Hooray, we are building our bike!

By close scrutiny, I found that in order to find the most recent version, data from pnputil is enough, but not to determine the size, because pnputil says about the driver something like this — who did it, when, version and name of the INF file. Which of the pile of folders in the DriverStore refers to this driver — he does not say.
Looking even more closely into the %WINDIR%\Inf folder, I found there the same .INF files (by name) that pnputil lists, and looking into the folders in the DriverStore, I found there … the same .INF files, but with different names — each in a folder from its driver.
Surely there is a simpler way, but I went head-on — I built a mapping from the name of the .INF file in the output of pnputil to a folder in the DriverStore, which contains the same .INF file (with a different name). And took the size of this folder for the size of the driver.

Now it was just a matter of wrapping it all up in scripts for easy execution.
On the way, however, there was a set-up in the form of UAC — pnputil worked only with administrator rights, which means that it was necessary to elevate privileges from Python. A cursory googling turned up a few recipes that said something like “you can do this, but there will be no output (let alone input), how you will debug — no idea”, and this didn’t suit me, so I tweaked it a little examples.
True, my implementation is not perfect at the moment — it will crash when trying to redirect stdout or stderr, because internally I use the Windows concept of the console, and this does not work for redirected streams …
But for now I turned a blind eye to this, because to fix it, you need to fence a slightly more complicated mechanism than calling FreeConsole / AttachConsole, i.e. deal with the redirection of all flows manually.

Trying what is written in practice

And now, in fact, the most relish — the results of all this footcloth text. You can take it, use it at your own peril and risk, you can try to do good and cause benefit to the source code (MIT license, yes). You can even thank me in the comments if these scripts help someone 🙂
Release on github
If you are downloading a binary version (the interpreter is hardwired inside) — take the one that corresponds to the bitness of the operating system (the 32-bit version on a 64-bit OS will not find pnputil and will not work, respectively . .. if you really need it — write, you can try to get around it).
If you take a scripted version — similarly, you need to run it with an interpreter with a bit depth of the operating system.

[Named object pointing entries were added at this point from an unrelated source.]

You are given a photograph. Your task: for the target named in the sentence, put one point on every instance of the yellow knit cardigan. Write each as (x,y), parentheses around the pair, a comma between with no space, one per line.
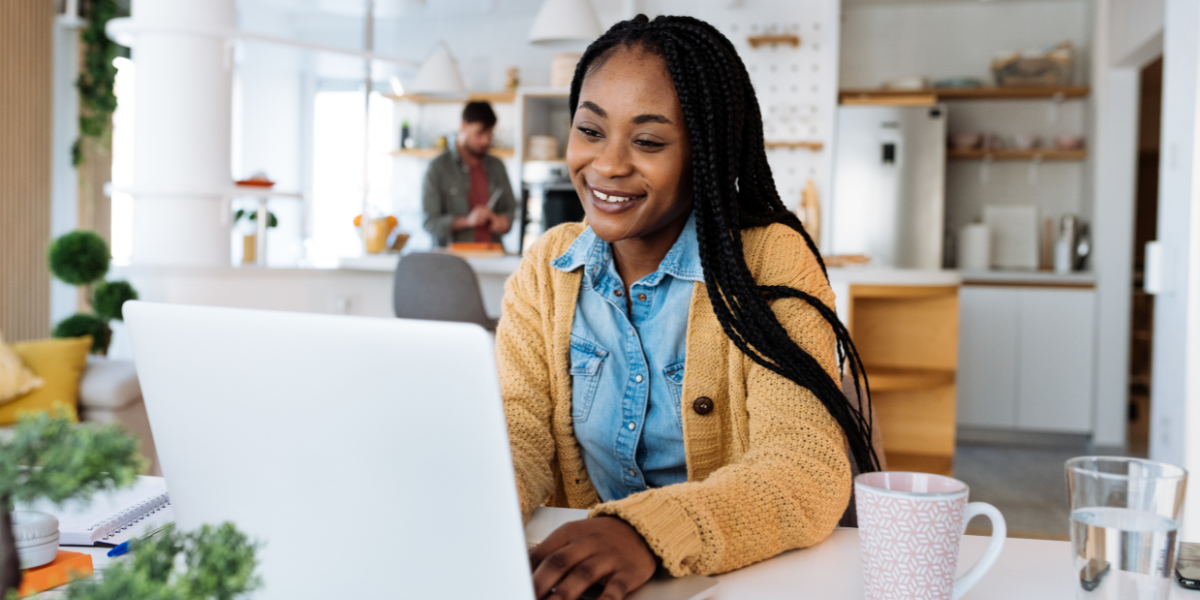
(767,469)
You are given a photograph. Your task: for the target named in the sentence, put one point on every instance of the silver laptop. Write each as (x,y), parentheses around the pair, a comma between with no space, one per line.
(370,456)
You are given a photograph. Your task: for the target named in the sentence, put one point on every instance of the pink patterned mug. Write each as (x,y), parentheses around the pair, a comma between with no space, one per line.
(911,526)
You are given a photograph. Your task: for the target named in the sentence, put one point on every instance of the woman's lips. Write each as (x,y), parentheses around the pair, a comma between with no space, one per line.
(613,202)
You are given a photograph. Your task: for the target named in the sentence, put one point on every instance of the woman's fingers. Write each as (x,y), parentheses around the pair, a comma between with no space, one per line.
(579,555)
(618,587)
(551,569)
(582,576)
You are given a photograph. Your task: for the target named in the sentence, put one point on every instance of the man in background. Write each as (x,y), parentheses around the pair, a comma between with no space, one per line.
(467,196)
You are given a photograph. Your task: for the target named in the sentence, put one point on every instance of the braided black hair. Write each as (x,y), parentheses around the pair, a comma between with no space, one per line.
(733,191)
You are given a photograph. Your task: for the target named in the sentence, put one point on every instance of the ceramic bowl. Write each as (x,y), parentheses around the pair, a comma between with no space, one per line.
(1026,142)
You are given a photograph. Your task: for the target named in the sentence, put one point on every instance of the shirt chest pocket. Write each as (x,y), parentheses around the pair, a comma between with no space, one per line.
(673,376)
(587,364)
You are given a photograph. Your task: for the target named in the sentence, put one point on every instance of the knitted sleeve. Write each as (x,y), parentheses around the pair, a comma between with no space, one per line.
(791,485)
(521,354)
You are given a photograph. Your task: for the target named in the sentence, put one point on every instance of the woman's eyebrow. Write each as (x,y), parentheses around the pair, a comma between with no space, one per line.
(593,107)
(651,118)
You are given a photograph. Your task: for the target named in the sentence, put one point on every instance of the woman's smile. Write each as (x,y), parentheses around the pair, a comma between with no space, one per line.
(613,202)
(629,155)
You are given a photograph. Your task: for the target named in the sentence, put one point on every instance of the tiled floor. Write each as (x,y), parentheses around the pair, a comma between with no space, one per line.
(1026,484)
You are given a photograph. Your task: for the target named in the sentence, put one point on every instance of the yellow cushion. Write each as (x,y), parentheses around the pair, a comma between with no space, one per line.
(15,378)
(59,363)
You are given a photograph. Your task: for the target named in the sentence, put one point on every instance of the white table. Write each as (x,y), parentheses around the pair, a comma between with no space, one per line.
(833,570)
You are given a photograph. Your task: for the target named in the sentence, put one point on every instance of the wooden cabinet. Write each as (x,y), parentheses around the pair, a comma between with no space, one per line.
(1026,358)
(907,337)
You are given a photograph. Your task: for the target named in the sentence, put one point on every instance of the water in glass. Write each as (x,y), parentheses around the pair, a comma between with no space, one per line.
(1122,553)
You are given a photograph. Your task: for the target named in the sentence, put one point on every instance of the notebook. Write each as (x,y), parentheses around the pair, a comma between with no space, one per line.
(112,517)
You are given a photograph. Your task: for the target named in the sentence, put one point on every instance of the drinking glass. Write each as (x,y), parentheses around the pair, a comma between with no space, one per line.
(1125,514)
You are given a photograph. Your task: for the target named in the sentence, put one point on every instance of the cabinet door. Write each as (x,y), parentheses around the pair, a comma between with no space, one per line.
(1055,382)
(987,377)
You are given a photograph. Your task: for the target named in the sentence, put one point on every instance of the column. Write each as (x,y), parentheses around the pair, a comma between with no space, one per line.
(183,123)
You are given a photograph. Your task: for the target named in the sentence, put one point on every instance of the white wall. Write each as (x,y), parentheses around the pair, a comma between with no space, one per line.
(1175,391)
(952,39)
(1137,30)
(1115,91)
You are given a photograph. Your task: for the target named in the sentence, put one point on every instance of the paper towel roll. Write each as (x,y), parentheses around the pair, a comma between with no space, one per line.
(975,247)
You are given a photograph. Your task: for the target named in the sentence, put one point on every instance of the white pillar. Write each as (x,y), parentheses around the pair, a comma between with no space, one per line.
(1175,391)
(181,141)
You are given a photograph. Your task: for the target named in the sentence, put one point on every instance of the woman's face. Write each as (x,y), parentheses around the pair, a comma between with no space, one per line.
(628,150)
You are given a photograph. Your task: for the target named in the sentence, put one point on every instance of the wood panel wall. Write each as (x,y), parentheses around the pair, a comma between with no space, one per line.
(27,63)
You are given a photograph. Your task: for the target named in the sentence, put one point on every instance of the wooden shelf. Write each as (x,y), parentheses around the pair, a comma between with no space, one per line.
(774,40)
(1017,155)
(949,94)
(475,96)
(432,153)
(921,463)
(805,145)
(907,379)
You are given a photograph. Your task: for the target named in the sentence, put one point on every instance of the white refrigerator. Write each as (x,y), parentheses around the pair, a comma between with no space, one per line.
(889,185)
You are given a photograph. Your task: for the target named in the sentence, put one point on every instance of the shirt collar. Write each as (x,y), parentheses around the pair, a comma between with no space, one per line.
(682,261)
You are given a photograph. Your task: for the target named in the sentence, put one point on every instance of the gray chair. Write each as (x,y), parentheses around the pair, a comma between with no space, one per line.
(435,286)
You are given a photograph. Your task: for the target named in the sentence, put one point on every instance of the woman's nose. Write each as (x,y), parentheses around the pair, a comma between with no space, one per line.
(612,161)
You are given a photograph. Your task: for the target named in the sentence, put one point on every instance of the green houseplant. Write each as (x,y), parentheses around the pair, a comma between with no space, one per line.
(54,459)
(214,563)
(82,258)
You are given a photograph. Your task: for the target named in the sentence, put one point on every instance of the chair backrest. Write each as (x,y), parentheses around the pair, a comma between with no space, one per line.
(850,519)
(435,286)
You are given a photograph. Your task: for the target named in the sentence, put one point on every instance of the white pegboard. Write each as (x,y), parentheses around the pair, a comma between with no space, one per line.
(797,88)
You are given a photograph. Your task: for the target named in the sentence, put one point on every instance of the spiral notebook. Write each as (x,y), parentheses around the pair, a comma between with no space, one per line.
(113,517)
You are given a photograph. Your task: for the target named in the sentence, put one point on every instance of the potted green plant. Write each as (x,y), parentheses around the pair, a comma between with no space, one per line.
(82,258)
(54,459)
(250,234)
(214,563)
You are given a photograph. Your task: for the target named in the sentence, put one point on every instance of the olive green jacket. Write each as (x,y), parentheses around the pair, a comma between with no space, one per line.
(447,190)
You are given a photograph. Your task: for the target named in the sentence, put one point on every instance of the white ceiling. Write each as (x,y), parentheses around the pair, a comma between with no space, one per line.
(855,4)
(393,9)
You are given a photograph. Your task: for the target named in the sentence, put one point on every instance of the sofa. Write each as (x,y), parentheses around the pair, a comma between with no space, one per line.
(109,394)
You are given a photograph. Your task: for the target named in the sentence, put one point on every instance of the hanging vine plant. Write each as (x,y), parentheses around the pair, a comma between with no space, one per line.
(97,75)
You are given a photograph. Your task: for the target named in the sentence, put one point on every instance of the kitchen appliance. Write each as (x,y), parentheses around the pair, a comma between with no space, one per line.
(888,187)
(547,199)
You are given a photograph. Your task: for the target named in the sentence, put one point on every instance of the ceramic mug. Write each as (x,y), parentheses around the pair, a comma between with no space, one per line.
(911,526)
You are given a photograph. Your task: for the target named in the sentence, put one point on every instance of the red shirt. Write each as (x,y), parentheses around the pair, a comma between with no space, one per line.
(478,197)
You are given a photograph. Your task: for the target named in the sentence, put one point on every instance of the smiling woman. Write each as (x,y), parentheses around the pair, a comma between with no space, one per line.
(672,364)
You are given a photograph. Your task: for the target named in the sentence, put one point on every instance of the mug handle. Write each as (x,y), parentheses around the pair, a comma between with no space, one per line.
(999,532)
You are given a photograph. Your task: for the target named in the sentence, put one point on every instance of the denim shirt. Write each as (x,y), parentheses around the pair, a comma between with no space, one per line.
(627,366)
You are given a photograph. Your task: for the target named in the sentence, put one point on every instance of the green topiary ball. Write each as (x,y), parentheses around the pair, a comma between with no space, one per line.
(111,297)
(79,257)
(83,324)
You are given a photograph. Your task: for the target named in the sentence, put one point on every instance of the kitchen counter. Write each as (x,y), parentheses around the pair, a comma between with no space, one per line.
(887,276)
(1048,279)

I personally tested this on two computers with Windows 7, in theory it should work on Vista and 8. On WinXP it should be (sort of) useless.
The script will analyze the driver storage, try to find obsolete versions of drivers (that is, those for which a newer version is in staging at the same time) and suggest deleting them, giving an estimate of the space occupied by the drivers (and an estimate of the gain, of course, too).

Result on my laptop

Personally, I managed to squeeze out about 6 gigabytes (!), mainly due to the removal of old versions of the NVidia video card drivers.
On another laptop, everything turned out to be not so rosy, I managed to clear only 200 (in my opinion) megabytes, but there the system lived much less than mine and simply did not have time to accumulate many drivers.

Both laptops have lived a full life since then, in the sense that I did not notice any problems from cleaning.

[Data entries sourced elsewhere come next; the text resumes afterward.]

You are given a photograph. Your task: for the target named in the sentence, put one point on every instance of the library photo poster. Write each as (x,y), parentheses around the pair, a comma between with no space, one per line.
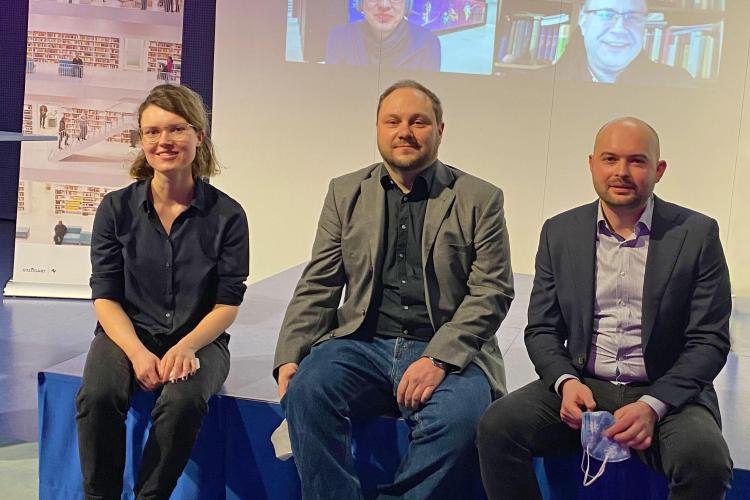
(89,65)
(652,42)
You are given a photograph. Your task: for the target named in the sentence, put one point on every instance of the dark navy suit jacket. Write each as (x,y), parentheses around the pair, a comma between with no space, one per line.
(686,302)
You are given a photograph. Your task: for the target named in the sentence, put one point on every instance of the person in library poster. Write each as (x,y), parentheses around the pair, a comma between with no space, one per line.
(60,230)
(77,66)
(385,37)
(165,290)
(43,116)
(83,128)
(608,47)
(62,133)
(169,69)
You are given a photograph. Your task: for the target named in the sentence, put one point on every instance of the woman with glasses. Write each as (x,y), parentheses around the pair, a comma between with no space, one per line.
(169,257)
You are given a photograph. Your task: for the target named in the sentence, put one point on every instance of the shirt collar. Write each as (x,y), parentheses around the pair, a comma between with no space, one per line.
(424,179)
(198,201)
(642,227)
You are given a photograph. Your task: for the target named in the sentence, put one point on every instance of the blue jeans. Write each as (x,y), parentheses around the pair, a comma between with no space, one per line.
(350,378)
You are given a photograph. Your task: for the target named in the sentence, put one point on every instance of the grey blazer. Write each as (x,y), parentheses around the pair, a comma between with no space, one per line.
(466,266)
(686,302)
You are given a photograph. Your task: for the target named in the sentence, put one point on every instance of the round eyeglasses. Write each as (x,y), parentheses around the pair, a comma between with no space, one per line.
(178,132)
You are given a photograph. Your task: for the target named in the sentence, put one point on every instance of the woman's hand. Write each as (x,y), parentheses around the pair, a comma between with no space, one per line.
(177,363)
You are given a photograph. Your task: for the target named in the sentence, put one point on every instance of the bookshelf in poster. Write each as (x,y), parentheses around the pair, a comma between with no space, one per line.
(77,199)
(96,120)
(21,196)
(28,119)
(51,47)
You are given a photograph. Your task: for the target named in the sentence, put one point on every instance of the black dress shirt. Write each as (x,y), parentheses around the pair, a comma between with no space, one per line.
(400,307)
(167,283)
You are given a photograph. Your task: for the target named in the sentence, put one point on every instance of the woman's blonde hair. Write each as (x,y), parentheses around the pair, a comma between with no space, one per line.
(184,102)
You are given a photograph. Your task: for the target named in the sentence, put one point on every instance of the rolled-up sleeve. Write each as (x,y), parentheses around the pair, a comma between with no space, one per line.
(107,276)
(234,256)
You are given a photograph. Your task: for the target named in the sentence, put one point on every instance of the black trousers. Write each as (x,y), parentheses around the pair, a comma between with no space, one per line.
(687,446)
(102,405)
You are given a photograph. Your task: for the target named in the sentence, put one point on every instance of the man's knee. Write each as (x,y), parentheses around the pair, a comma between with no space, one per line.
(180,405)
(703,455)
(497,424)
(95,396)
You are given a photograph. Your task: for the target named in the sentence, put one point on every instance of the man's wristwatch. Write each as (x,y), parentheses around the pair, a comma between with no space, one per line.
(442,365)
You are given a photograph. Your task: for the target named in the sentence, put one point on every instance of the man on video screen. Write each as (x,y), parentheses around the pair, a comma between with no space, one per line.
(384,37)
(609,48)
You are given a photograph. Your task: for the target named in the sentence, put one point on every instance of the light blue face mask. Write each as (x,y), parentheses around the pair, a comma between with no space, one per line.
(596,445)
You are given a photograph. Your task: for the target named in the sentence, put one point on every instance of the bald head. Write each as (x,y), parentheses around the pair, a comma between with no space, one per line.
(631,124)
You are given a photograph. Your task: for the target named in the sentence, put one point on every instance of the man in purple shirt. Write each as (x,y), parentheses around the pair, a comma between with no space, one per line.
(629,313)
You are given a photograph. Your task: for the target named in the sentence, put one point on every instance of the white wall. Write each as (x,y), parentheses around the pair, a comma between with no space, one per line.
(284,129)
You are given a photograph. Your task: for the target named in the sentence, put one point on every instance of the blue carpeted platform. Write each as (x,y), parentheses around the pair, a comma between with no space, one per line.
(233,457)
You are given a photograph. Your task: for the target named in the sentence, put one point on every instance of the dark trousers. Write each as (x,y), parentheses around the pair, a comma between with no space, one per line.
(102,404)
(687,445)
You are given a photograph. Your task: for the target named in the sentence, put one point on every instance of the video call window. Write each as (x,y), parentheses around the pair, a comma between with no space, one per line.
(454,36)
(662,42)
(652,42)
(438,16)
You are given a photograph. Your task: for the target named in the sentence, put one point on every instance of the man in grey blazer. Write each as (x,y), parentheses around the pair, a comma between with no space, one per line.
(629,313)
(420,251)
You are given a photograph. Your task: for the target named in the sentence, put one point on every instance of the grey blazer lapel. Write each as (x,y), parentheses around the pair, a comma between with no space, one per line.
(665,243)
(373,204)
(581,251)
(438,204)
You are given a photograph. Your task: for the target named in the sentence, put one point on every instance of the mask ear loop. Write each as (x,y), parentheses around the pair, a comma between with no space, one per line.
(588,479)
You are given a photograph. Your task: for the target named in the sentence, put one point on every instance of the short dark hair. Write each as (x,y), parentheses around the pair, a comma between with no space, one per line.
(437,107)
(637,121)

If you have read this far, thank you for your attention!

As expected, it turned out that cleaning scripts do not always work, the main problem is if Windows is not in English (somehow I didn’t think that even utility utilities would be localized).

I will fix this.

Most of the problems should be fixed, see release 1.0.1

Also, for Windows 8, cleanup scripts don’t seem to be relevant, as Skywrtr rightly points out in its comment.